First, what he calls “the ministry of listening:”

“The first service that one owes to others in the fellowship consists in listening to them. Just as love to God begins with listening to His Word, so the beginning of love for the brethren is learning to listen to them. It is God’s love for us that He not only gives us His Word but also lends us His ear. So it is His work that we do for our brother when we learn to listen to him. Christians, especially ministers, so often think they must always contribute something when they are in the company of others, that this is the one service they have to render. They forget that listening can be a greater service than speaking.”

Next, “the ministry of helpfulness:”

“We must be ready to allow ourselves to be interrupted by God. God will constantly be crossing our paths and canceling our plans by sending us people with claims and petitions…It is a strange fact that Christians and even ministers frequently consider their work so important and urgent that they will allow nothing to disturb them … But is is part of the discipline of humility that we must not spare our hand where it can perform a service and that we do not assume that our schedule is our own to manage, but allow it to be arranged by God.”

Then, “the ministry of bearing:”

“The Christian, however, must bear the burden of a brother. He must suffer and endure the brother. It is only when he is a burden that another person is really a brother and not merely an object to be manipulated. The burden of men was so heavy for God Himself that He had to endure the Cross. God verily bore the burden of men in the body of Jesus Christ. But He bore them as a mother carries her child, as a shepherd enfolds the lost lamb that has been found. God took men upon Himself and they weighted Him to the ground, but God remained with them and they with God. In bearing with men God maintained fellowship with them. It is the law of Christ that was fulfilled in the Cross. And Christians must share in this law.”

Lastly, when the first three are in place, the ministry of the Word:

“But God has put this Word into the mouth of men in order that it may be communicated to other men. When one person is struck by the Word, he speaks it to others. God has willed that we should seek and find His living Word in the witness of a brother, in the mouth of man. Therefore, the Christian needs another Christian who speaks God’s Word to him. He needs him again and again when he becomes uncertain and discouraged, for by himself he cannot help himself without belying the truth.

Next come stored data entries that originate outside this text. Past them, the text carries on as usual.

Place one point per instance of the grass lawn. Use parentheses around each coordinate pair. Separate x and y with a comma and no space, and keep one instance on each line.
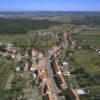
(86,59)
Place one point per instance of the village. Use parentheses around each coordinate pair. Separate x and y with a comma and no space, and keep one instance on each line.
(42,74)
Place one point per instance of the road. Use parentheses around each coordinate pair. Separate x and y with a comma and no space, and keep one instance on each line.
(51,76)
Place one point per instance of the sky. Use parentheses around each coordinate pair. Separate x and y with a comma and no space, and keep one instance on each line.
(49,5)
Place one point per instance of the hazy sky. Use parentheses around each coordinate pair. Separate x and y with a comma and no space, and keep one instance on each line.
(52,5)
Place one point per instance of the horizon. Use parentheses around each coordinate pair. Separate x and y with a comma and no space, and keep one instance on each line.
(52,5)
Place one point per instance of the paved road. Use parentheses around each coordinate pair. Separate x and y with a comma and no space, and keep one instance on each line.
(51,75)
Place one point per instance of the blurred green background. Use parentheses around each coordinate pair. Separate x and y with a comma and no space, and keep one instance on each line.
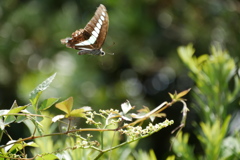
(143,35)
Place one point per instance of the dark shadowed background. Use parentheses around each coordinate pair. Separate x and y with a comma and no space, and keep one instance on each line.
(143,34)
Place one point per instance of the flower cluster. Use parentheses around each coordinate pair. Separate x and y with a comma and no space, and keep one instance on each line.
(135,132)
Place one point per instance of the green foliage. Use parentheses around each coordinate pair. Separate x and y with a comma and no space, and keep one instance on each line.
(214,75)
(118,131)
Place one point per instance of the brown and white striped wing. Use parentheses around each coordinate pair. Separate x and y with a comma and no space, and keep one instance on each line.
(93,35)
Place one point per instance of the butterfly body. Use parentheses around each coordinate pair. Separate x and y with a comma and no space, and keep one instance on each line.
(90,39)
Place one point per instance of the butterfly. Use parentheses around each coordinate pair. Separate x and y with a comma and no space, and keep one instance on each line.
(90,39)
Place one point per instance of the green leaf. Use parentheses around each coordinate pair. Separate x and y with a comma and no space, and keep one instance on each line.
(65,106)
(126,107)
(11,118)
(35,94)
(47,103)
(58,117)
(79,112)
(48,157)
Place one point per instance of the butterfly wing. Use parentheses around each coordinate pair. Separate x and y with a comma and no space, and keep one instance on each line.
(93,35)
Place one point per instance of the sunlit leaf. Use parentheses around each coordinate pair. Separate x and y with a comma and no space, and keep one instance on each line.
(126,107)
(58,117)
(47,103)
(35,94)
(48,157)
(77,113)
(65,106)
(11,118)
(31,144)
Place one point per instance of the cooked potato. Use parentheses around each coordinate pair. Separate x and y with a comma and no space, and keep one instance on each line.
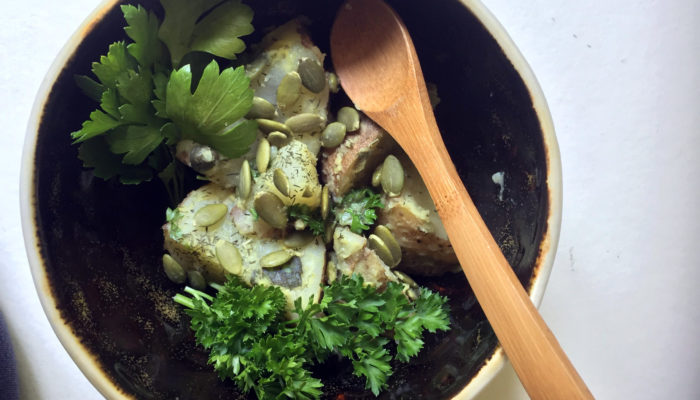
(351,164)
(414,221)
(194,246)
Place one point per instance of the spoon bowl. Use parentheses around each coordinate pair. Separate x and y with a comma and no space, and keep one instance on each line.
(374,56)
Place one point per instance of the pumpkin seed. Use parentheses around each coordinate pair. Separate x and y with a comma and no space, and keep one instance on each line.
(380,248)
(245,180)
(276,258)
(305,122)
(277,139)
(406,279)
(377,176)
(333,82)
(392,176)
(254,69)
(210,214)
(349,117)
(197,280)
(325,202)
(388,238)
(298,239)
(202,158)
(333,135)
(269,125)
(229,257)
(331,272)
(281,182)
(261,109)
(262,157)
(289,90)
(308,192)
(312,75)
(173,269)
(271,209)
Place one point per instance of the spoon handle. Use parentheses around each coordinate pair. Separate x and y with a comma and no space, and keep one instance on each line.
(541,364)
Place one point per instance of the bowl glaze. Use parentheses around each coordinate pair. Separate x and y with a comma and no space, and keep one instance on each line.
(94,247)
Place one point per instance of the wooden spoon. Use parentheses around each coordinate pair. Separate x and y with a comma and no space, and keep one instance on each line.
(378,68)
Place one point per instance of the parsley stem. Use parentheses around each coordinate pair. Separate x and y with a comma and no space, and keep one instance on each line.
(183,300)
(198,294)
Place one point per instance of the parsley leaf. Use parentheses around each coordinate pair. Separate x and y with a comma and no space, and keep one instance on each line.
(211,114)
(184,30)
(121,137)
(251,343)
(142,28)
(312,219)
(145,107)
(358,209)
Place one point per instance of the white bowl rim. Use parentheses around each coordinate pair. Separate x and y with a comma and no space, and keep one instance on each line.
(87,362)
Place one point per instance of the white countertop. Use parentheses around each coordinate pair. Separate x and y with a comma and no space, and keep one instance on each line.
(622,80)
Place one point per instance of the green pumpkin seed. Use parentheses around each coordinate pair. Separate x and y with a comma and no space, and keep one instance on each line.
(313,77)
(349,117)
(202,158)
(298,239)
(229,257)
(254,69)
(281,182)
(261,109)
(308,192)
(271,209)
(333,135)
(289,90)
(210,214)
(325,202)
(277,139)
(173,269)
(269,125)
(262,157)
(392,176)
(306,122)
(276,258)
(197,280)
(245,180)
(388,238)
(406,279)
(333,82)
(380,248)
(377,176)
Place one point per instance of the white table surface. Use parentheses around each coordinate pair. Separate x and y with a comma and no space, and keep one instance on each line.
(622,79)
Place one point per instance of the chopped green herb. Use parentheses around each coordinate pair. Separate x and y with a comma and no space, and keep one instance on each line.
(251,343)
(311,218)
(358,209)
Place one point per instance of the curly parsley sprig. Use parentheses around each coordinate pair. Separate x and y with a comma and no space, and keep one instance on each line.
(251,343)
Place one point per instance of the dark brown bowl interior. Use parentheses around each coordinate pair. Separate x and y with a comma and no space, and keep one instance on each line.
(101,242)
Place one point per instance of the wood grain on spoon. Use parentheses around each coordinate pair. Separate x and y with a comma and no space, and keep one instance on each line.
(378,67)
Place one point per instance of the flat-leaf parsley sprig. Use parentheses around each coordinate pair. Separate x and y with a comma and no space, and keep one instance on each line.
(148,102)
(252,343)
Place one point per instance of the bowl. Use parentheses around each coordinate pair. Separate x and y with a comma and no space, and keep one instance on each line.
(94,247)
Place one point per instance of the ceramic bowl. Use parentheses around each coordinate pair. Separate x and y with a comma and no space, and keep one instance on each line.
(95,247)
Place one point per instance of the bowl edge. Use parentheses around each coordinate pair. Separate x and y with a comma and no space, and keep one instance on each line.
(85,361)
(545,260)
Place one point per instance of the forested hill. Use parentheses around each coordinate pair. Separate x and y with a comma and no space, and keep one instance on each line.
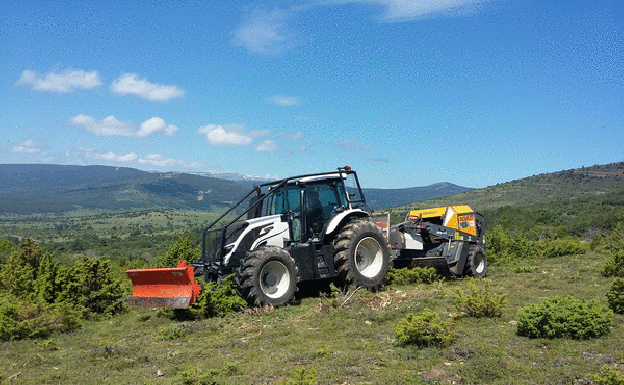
(384,198)
(31,189)
(580,199)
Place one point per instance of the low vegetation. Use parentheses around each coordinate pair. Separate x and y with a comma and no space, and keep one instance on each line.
(424,330)
(478,300)
(549,310)
(564,316)
(406,276)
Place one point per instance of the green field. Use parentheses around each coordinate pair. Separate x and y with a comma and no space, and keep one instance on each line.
(343,341)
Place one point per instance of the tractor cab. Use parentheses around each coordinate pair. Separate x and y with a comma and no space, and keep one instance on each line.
(307,206)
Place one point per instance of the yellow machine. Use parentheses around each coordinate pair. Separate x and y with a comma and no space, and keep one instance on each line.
(445,237)
(460,218)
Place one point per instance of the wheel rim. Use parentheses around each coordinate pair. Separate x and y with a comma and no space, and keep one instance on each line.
(480,265)
(368,257)
(274,279)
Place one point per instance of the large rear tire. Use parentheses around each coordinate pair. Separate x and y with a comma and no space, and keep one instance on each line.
(476,264)
(268,276)
(361,256)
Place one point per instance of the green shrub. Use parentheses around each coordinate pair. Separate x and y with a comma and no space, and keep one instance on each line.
(29,319)
(182,250)
(614,267)
(302,376)
(560,247)
(174,332)
(91,284)
(596,243)
(424,330)
(609,376)
(408,276)
(564,317)
(479,301)
(194,376)
(615,296)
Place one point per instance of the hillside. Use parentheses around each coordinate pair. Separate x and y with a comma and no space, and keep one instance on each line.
(56,189)
(383,198)
(580,199)
(32,189)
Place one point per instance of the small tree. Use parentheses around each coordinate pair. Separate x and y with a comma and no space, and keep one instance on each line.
(182,250)
(615,296)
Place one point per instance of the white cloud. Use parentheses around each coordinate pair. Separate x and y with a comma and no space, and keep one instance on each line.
(155,160)
(156,124)
(67,81)
(403,10)
(351,145)
(264,33)
(26,147)
(160,161)
(284,101)
(132,84)
(110,126)
(112,157)
(267,146)
(295,135)
(229,134)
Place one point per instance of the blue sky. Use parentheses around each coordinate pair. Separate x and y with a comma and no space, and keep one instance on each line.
(408,93)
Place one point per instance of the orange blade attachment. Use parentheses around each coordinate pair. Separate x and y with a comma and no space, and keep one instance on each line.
(168,288)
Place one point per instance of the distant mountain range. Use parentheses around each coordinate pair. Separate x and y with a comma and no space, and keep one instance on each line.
(235,177)
(31,189)
(27,189)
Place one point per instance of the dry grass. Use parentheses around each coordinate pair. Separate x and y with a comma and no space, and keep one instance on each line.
(346,338)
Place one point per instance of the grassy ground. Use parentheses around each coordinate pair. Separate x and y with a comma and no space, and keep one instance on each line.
(333,344)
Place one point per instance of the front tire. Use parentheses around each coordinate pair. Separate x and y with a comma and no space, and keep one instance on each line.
(476,264)
(362,257)
(268,276)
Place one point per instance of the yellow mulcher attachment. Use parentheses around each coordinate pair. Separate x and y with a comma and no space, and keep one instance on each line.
(169,288)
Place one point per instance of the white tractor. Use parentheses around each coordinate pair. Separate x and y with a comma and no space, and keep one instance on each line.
(305,228)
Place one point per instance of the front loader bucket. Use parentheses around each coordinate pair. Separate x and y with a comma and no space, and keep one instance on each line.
(168,288)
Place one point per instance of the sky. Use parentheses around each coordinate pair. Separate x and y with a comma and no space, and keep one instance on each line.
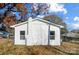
(69,12)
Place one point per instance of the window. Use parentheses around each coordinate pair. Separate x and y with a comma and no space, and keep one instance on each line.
(52,35)
(22,35)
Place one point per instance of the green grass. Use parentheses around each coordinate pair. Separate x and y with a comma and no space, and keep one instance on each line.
(8,48)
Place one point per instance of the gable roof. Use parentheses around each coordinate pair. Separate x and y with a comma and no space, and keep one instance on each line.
(39,19)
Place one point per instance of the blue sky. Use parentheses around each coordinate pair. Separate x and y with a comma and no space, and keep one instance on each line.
(69,12)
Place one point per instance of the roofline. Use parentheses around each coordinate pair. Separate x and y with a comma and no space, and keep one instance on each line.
(40,19)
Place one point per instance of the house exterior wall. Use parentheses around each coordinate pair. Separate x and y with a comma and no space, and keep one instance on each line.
(57,40)
(38,33)
(17,40)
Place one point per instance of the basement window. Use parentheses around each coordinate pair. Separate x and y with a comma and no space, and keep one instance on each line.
(22,35)
(52,35)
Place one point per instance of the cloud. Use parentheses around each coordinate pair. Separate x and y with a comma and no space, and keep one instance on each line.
(67,17)
(74,26)
(54,7)
(76,18)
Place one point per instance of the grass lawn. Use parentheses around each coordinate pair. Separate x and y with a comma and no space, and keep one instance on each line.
(8,48)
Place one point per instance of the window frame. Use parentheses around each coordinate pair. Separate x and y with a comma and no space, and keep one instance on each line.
(52,35)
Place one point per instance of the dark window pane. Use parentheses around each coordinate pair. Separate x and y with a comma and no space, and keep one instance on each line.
(22,35)
(22,32)
(52,35)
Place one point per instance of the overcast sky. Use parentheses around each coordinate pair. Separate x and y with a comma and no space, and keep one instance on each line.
(69,12)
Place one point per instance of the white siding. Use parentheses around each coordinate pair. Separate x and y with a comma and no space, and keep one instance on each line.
(17,40)
(38,33)
(57,40)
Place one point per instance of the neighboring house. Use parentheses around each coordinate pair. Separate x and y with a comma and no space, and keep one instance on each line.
(70,36)
(37,32)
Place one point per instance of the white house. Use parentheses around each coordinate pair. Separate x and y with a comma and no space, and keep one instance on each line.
(37,32)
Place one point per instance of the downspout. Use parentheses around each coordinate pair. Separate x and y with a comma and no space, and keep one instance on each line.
(26,34)
(48,34)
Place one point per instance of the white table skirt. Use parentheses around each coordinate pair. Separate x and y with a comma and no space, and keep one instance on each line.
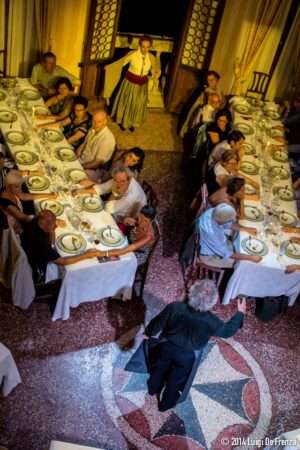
(9,373)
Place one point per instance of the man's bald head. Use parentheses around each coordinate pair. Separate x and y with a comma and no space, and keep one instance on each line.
(99,121)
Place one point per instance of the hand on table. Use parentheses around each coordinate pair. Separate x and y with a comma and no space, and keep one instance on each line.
(242,305)
(292,268)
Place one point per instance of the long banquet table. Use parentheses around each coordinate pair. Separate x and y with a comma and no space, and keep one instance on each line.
(87,280)
(266,278)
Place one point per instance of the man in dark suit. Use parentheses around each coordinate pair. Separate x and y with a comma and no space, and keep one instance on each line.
(185,327)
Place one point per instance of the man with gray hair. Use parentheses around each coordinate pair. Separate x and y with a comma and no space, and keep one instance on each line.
(185,329)
(215,227)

He needs his brother man as a bearer and proclaimer of the divine word of salvation. He needs his brother solely because of Jesus Christ. The Christ in his own heart is weaker than the Christ in the word of his brother; his own heart is uncertain, his brother’s is sure.”

Bonhoeffer never used the word “biblical counseling,” but nevertheless in this book he aims his call to ministry at the every day Christian. He encourages and equips the people in the pew, not the pulpit, to do the work of biblical counseling: listening, loving, bearing, speaking. Thus, Dietrich Bonhoeffer freed Willy.